# Rate this mantle, please



## Roofcheck (Dec 27, 2011)

Just built this mantle over the weekend, I'm interested in constructive criticism. The "side jumps" are lined up with the top of the insert. This will be painted and installed as a model in a stove store. 
Thank you in advance.


----------



## EthanB (Sep 28, 2011)

It looks a little top heavy with that jog on the sides. Is there a reason for them? Also, I believe you need at least 80" of vertical clearance on a stairwell, looks like you only have about 36".:laughing:


----------



## DMJCarpentry (Jan 6, 2014)

I always add a base or a plinth at the bottom of the uprights. That might help lessen the impact of the jog on the sides. Nice work.

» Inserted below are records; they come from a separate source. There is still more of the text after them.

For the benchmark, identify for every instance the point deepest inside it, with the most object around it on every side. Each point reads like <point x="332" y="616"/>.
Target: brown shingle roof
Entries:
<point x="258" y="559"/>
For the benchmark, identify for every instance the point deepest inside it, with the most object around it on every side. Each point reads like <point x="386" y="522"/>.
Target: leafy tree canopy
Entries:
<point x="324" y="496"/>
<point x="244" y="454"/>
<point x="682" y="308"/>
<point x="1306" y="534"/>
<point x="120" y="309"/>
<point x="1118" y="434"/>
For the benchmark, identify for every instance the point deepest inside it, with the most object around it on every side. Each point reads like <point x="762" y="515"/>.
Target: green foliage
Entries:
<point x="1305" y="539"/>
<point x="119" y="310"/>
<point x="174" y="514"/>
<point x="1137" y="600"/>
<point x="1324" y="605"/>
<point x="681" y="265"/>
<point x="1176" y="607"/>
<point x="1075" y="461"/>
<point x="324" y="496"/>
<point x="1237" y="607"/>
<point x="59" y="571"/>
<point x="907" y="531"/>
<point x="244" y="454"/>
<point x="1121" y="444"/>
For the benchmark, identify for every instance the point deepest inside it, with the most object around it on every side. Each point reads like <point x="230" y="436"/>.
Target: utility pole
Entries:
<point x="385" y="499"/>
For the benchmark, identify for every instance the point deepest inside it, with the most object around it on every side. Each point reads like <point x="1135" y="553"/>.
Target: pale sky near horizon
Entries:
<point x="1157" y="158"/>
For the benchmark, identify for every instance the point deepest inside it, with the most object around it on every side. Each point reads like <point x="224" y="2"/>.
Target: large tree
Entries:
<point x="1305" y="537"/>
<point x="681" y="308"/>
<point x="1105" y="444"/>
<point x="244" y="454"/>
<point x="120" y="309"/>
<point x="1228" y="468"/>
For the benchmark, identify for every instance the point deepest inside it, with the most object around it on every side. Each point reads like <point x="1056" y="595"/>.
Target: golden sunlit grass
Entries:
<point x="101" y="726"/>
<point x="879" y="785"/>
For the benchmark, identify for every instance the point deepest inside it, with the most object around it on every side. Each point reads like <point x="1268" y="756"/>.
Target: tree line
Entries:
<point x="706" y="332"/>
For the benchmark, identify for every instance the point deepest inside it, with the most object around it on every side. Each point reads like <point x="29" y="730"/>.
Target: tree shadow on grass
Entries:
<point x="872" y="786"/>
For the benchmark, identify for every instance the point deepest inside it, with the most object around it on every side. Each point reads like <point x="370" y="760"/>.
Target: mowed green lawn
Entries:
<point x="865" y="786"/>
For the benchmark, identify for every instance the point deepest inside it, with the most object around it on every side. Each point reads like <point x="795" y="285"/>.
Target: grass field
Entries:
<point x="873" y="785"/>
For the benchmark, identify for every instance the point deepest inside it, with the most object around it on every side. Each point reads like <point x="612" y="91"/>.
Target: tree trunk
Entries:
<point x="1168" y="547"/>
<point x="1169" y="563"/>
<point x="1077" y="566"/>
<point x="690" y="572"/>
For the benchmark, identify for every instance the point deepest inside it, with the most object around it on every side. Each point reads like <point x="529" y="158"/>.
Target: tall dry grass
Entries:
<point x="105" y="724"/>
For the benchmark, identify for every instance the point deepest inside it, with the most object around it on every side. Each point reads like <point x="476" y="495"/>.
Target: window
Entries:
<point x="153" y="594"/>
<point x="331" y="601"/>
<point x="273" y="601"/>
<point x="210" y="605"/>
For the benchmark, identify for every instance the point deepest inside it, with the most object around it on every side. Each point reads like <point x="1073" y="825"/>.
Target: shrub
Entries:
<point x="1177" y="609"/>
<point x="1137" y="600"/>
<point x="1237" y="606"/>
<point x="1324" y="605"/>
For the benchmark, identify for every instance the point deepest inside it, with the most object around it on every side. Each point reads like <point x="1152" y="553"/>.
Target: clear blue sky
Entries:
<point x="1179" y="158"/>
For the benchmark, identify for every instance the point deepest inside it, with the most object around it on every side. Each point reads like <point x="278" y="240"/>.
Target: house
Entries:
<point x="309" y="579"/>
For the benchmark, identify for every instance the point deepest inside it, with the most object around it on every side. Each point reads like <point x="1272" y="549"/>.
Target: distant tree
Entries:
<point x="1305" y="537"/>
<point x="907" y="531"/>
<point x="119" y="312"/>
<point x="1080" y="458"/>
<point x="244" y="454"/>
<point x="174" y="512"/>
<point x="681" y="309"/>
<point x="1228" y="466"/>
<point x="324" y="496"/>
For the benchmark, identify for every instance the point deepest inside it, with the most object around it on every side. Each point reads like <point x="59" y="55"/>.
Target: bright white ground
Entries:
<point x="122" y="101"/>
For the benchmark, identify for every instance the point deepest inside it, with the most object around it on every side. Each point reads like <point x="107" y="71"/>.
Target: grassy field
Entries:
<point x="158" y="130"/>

http://Facebook.com/DMJCarpentryllc.com


----------



## m1911 (Feb 24, 2009)

proportions are off
something more like this


----------



## Roofcheck (Dec 27, 2011)

:thumbsup:yup that's what it needed.


m1911 said:


> proportions are off
> something more like this


----------



## hdavis (Feb 14, 2012)

I don't really think you can tell without the insert - it'll change the visual a lot. Looks good to me so far - try clipping an insert picture from one of their brochures and see what it looks like stuck in place - or use some of that high tech photoshop wizardry.


----------



## Metro M & L (Jun 3, 2009)

You could check out some of Gary Katz' videos for some history on 'traditional' mantle work and proportions.


----------



## billgl (Dec 3, 2013)

It makes a nice bridge for your kids


----------



## CarpenterSFO (Dec 12, 2012)

Nicely made, but the jog looks a little wide. If that's the top of the insert, what is the material for the rest of the surround?


----------



## MarkJames (Nov 25, 2012)

I just left a house with that mantle. It was proportionally taller by a few inches so the rail didn't look too thin (hope rail is the proper term). They had 9' ceilings, though....so maybe taller or narrower, depending.


----------